Evidently, the longer one spends exploring (or malingering), the frailer the chance of making the sort of discovery that can match St Paul's or St Pancras or Cliff Road Studios or the Chinese garage at Beckenham or the Los Angeleno bungalows near the Welsh Harp. Yet one doesn't stop yearning: London does incite a faith in serendipity.

I'd certainly been to Guildhall before, but Dance's stage set of a facade never really held much appeal for me – symmetrical Georgian gothic is a shameful blind spot of mine – and although I often glimpse it from Cheapside, I am not drawn to it. Hence my ignorance of its neighbour. Not St Lawrence Jewry, but the range to its west – the Guildhall library, offices and architectural bookshop – that I saw while walking down Gresham Street the other day. "Whatever is this?" I wondered.

Whatever it is, it's the real thing. Energetic, mannered, jagged, bloody-minded, strenuously original and of the 1960s at their most abundantly confident. I was excited, delighted. Pale bronze windows, quirky cantilevering, an absence of right angles, an insistent, restless yet controlled rhythm, a bizarre canopy and an even more bizarre – almost freestanding – pod whose geometry is sui generis. This is a work of high-octane architecture. It came as no surprise to discover that it was by Richard Gilbert Scott, who might be described as a dynastic architect and whose Catholic churches in the West Midlands are similarly inspired, if on a smaller scale. Similarly perverse, you might say; indeed would say if you find this stuff too noisy, too clamouring for attention.

All professions love prizes.

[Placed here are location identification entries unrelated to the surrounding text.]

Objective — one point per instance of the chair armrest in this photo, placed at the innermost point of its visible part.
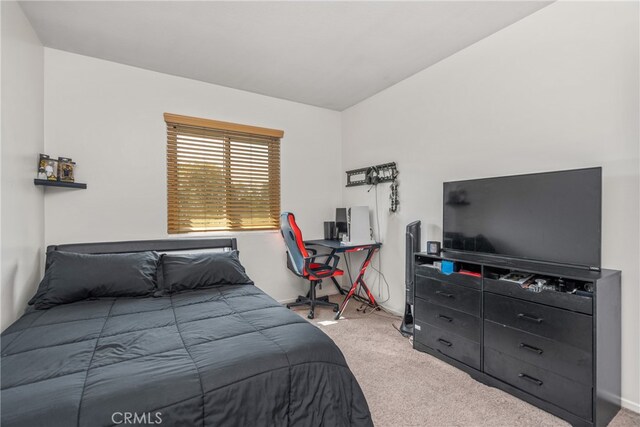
(325, 273)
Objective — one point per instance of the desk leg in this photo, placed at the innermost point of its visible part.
(333, 279)
(359, 282)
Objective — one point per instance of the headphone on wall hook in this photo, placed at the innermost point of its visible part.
(372, 176)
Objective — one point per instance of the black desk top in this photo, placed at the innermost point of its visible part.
(338, 245)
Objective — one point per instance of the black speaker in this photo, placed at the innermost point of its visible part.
(329, 230)
(412, 245)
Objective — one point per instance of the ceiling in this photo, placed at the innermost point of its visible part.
(328, 54)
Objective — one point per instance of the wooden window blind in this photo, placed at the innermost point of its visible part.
(221, 176)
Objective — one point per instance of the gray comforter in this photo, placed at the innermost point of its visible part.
(225, 356)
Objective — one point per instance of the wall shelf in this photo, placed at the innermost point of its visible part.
(48, 183)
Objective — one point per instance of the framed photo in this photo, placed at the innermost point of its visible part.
(47, 168)
(65, 169)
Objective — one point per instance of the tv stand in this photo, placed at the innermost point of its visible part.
(558, 349)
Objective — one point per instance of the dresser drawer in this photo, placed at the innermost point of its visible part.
(450, 295)
(450, 320)
(571, 396)
(564, 360)
(571, 328)
(453, 278)
(448, 343)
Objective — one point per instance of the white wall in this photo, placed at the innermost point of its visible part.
(556, 90)
(22, 206)
(109, 118)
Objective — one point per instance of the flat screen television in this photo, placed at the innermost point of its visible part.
(552, 217)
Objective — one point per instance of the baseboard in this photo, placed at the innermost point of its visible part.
(632, 406)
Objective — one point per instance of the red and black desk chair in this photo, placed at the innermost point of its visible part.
(306, 266)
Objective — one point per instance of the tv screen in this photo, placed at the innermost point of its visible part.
(550, 217)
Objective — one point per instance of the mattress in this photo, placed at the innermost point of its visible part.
(224, 356)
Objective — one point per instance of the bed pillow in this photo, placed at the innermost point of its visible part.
(72, 277)
(202, 270)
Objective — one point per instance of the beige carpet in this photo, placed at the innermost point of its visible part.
(405, 387)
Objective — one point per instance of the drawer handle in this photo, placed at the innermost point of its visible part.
(529, 318)
(445, 342)
(530, 348)
(530, 379)
(444, 294)
(445, 318)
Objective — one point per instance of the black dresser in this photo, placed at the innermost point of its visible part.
(557, 350)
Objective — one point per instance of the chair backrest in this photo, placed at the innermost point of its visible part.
(295, 245)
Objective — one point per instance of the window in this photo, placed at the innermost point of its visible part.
(221, 176)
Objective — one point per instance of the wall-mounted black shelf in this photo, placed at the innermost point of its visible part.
(48, 183)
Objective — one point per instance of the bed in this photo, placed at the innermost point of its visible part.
(226, 355)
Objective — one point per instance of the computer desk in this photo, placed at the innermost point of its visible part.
(338, 247)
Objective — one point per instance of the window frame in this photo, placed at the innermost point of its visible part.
(232, 133)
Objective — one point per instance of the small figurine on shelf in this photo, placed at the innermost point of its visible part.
(47, 168)
(65, 169)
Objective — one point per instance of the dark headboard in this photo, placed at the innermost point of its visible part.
(165, 245)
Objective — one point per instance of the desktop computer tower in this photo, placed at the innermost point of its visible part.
(412, 245)
(358, 226)
(352, 224)
(341, 222)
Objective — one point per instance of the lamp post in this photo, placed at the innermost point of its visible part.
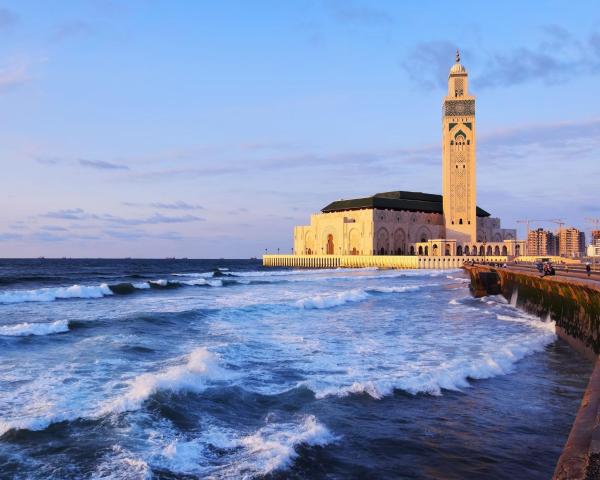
(484, 244)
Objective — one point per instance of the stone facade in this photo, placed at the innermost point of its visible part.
(413, 223)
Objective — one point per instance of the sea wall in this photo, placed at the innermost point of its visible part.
(575, 307)
(378, 261)
(572, 303)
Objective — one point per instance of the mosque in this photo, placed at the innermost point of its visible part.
(404, 223)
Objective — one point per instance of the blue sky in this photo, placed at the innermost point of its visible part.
(209, 129)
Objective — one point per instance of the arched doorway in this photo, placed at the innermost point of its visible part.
(330, 246)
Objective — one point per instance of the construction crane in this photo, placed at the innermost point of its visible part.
(559, 222)
(528, 222)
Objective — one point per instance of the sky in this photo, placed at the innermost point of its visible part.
(202, 129)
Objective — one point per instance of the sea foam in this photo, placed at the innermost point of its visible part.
(26, 329)
(200, 367)
(51, 294)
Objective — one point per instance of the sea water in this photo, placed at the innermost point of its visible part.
(128, 369)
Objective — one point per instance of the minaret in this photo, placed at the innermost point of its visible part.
(458, 157)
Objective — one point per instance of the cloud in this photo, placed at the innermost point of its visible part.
(428, 63)
(348, 11)
(71, 28)
(177, 205)
(557, 58)
(155, 219)
(14, 75)
(67, 214)
(139, 235)
(10, 236)
(48, 160)
(7, 18)
(102, 165)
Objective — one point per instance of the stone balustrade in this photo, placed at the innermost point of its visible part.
(378, 261)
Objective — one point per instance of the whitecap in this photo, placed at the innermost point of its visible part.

But to dispense one gong for every third submission seems reckless

Scott's buildings are quite bereft of modesty; they refuse to dissemble their artifice, they are exhibitionistic, forever up to their party tricks: but they are, nonetheless, untainted by populist accessibility. We do not make their like nowadays. That truism is brought wearisomely home by this year's Civic Trust awards. I know the judges can only select from what has been submitted, but the gongs presumably reflect some multidisciplinary consensus about what is best in urban schemes.

All professions and industries love prizes. But to dispense 185 of them – that's one gong for every third submission – seems recklessly generous. What largesse! What – dare one say – indiscriminate lessening of an award's value … But then, just as every doctor is "eminent" and every politician "most capable", so is every architect "award winning". These quasi-official pats on the back surely do no harm. But the question should be: do they do any good? Do they incite improvements? Or do they foster a flock mentality, a uniformity?

Like the Civic Trust's eminent and most capable national panel of judges I know most of the buildings from photographs. Fine: a building's appearance is hugely important. But it's far from the sole criterion of its excellence. I have sat on such panels, and one pretty soon realises that what is being assessed is a building's mediation by a photographer that, while it may not be mendacious, is never neutral.